Minimizing the negative environmental and social impacts of supply chains—the movement of goods from the point of raw material to final disposal—has become a top priority for global organizations. Reducing carbon emissions, conserving resources, reducing packaging waste and ensuring ethical sourcing are just some of the key sustainability goals that are receiving more attention lately.
Electronic design is one area where experts think more can be done on the sustainability front. In “How electronic engineers can design for sustainability (and make it pay off),” Tom Lombardo writes about how worldwide consumption of electrical and electronic products is growing at a rate of 2.5 million metric tons per year, with less than 20% of the e-waste being recycled. At this rate, global e-waste could increase to 75 million metric tons by the end of the decade.
“There’s a potential market in recycling electronic products, as they contain valuable metals like copper, gold, platinum and silver, but the lack of an e-waste recycling infrastructure makes reclaiming these materials difficult and more expensive than simply mining for virgin resources,” Lombardo points out. “That will eventually change on its own as commodities become scarce, but the industry would benefit by being proactive rather than reactive, and developing this infrastructure before the supply chain for these materials goes critical.”
Lombardo sees engineers playing an important role in their companies’ sustainability initiatives now and in the future. “Sustainable design capability is already becoming a job requirement for engineers,” he asks, “so what are you doing to make your products—and your career—more sustainable?”
Doing their Part
One online marketplace for industrial and lab equipment is helping manufacturers realize the benefits of the circular economy (defined as a system where materials never become waste and nature is regenerated). As part of the 3S Circular network, EquipNet helps companies facilitate worldwide sustainable growth by allowing them to close the loop of their production equipment, Sustainability Magazine reports.
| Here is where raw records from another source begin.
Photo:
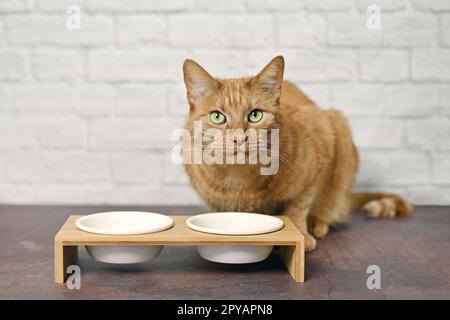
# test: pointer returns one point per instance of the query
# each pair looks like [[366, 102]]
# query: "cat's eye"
[[217, 117], [255, 115]]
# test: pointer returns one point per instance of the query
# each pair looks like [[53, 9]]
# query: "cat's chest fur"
[[228, 190]]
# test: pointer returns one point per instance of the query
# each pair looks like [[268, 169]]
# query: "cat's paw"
[[319, 228], [310, 242], [387, 208]]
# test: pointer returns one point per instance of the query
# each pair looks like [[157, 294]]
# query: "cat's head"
[[242, 104]]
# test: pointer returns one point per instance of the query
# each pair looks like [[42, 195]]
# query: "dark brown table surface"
[[413, 254]]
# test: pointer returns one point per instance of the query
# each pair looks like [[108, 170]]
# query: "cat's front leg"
[[298, 210]]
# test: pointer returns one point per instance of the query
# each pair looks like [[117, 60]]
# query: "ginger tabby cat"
[[318, 159]]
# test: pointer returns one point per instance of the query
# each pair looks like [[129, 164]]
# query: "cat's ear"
[[271, 77], [199, 83]]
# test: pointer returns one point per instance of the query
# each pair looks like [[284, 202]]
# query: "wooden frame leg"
[[64, 257], [294, 259]]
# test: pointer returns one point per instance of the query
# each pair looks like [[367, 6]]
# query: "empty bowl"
[[234, 223], [124, 223]]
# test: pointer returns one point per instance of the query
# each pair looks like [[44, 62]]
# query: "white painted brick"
[[57, 167], [429, 195], [351, 30], [52, 30], [440, 173], [220, 5], [16, 133], [444, 30], [133, 134], [209, 30], [377, 133], [178, 105], [136, 168], [430, 65], [157, 65], [384, 65], [222, 63], [2, 166], [13, 6], [385, 5], [406, 168], [173, 173], [137, 29], [59, 100], [12, 65], [275, 5], [301, 30], [142, 100], [74, 193], [409, 30], [319, 93], [138, 6], [159, 194], [16, 194], [63, 133], [432, 5], [429, 134], [5, 100], [444, 99], [409, 100], [310, 65], [59, 6], [56, 65], [2, 41], [328, 5]]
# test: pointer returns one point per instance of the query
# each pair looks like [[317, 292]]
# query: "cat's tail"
[[381, 205]]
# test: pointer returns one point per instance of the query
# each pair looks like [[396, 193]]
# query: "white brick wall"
[[86, 115]]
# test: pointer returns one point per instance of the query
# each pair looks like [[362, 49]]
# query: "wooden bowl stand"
[[289, 239]]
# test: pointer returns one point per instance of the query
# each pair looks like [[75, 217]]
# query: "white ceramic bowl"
[[234, 223], [124, 223]]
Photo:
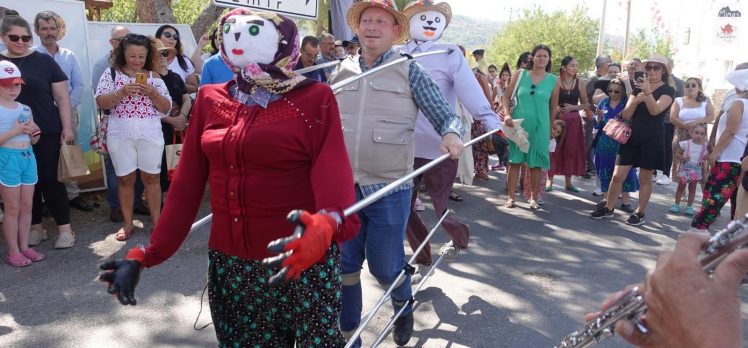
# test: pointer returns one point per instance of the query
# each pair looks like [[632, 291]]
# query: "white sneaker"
[[697, 230], [449, 250], [36, 237], [664, 180], [421, 272], [419, 205]]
“EquipNet allows manufacturers to tap into further benefits of the circular economy, such as shortening lead times on high-demand materials and products—leveraging efficient methods in production also support this—as well as reduce waste and, in turn, greater financial benefits from leaner use of materials,” the publication adds.
According to E-Scrap News, device repair and reuse is another hot sustainability topic for electronics manufacturers and distributors right now. At a recent E-Scrap Conference and E-Reuse Conference, for example, panelists discussed the various “right-to-repair” bills that passed in four states. One area that’s still being worked out is standards, with one recently-introduced standard being the WISE (Wireless Industry Service Excellence) certification, to certify repair locations and repair technicians.
E-Scrap News says Samsung is using a “same-unit repair” strategy that involves partnering with companies such as UBreakiFix and Best Buy. To date, Samsung has about 1,300 third-party Authorized Service Center (ASC) repair locations for cell phones. This gives consumers multiple options for obtaining service for their devices, the publication notes.
A Birds-Eye View of the Entire Supply Chain
In other supply chain sustainability news, Fujitsu Limited and YE DIGITAL CORPORATION agreed to work together to provide distribution center-related services in Japan. With this new venture, the two companies want to address societal issues in the field of logistics (to contribute to the elimination of labor shortages) and help cultivate sustainable supply chains in Japan.
The two companies will provide Fujitsu's warehouse management system (WMS) services to improve distribution center efficiency and YE DIGITAL's WES MMLogiStation to automate warehouse operations.
“By combining the respective strengths of each company, including distribution center-related services, automation technologies such as robots, and business expertise,” Fujitsu said in a press release, “Fujitsu and YE Digital will design a distribution center that provides a bird's-eye view of the entire supply chain.”